2.  The number of classes which were predicted incorrectly (where the highest predicted probability class was wrong) *AND* the subset of these in which the 2nd highest predicted probability class was correct.   If this was random we would expect that about 10% (since there are 10 remaining classes) of the number incorrectly predicted would have the second highest probability be correct.   Instead this number is more like 60%.
3.  A modified confusion matrix where we count the correct classifications to be those in which one of the two highest predicted classes was correct.

In [None]:
from collections import defaultdict
from functools import partial
from matplotlib import pyplot as plt
%matplotlib inline

#
# Get our predictions for each sample in the test sample
y_test_pred = model.predict(x_test)

#
# Containers to store some resuls
trueCount = defaultdict(int)
confusionMatrix = defaultdict(partial(defaultdict, int))
probsWhenRight = []

#
# Loop over data and collect results
for i in range(len(y_test_labels)):
    t_test_index = labelToIndex[y_test_labels[i]]
    trueCount[y_test_labels[i]] += 1
    predLabelIndex = np.argmax(y_test_pred[i])
    predLabel = indexToLabel[predLabelIndex]
    predictedProbability = y_test_pred[i][predLabelIndex]
    if i<10:
        print("TRUE: ",y_test_labels[i],";\t PREDICTED: ",predLabel)
    confusionMatrix[y_test_labels[i]][predLabel] += 1
#
# Store the probability when correct
    if y_test_labels[i] == predLabel:
        probsWhenRight.append(predictedProbability)
    
print()
print("Standard confusion matrix and accuracy when using the highest predicted prob to get predicted class.")
averageAcc = 0.0
num = 0.0
for i in uniqueLabels:
    print(i,'\t',end='')
    for j in uniqueLabels:
        print(round(float(confusionMatrix[i][j])/float(trueCount[i]),2),'\t',end='')
        if i==j:
            averageAcc += float(confusionMatrix[i][j])/float(trueCount[i])
            num += 1.0
    print()
print()
print("Average accuracy:",round(averageAcc/num,4))

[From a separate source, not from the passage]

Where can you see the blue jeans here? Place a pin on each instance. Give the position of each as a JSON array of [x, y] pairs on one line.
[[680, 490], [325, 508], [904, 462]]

plt.hist(probsWhenRight, 50, alpha=0.5, normed=True, label='probsWhenRight')
plt.legend(loc='upper left')
plt.show()


# EXTRA Credit (1 point each)
You can do these things to get extra credit!
1.  Add to the same plot above: The probabilities when the predicted class is wrong
2.  Count the number that are incorrectly predicted, and for this group, count up how often the correct class is the 2nd highest probability.   This [post](https://stackoverflow.com/questions/6910641/how-do-i-get-indices-of-n-maximum-values-in-a-numpy-array) may be helpful (it is what I used)!  Is the second highest correct at a random rate?  Or is it much higher?
3.  Make a modified confusion matrix where we count the correct classifications to be those in which one of the two highest predicted classes was correct.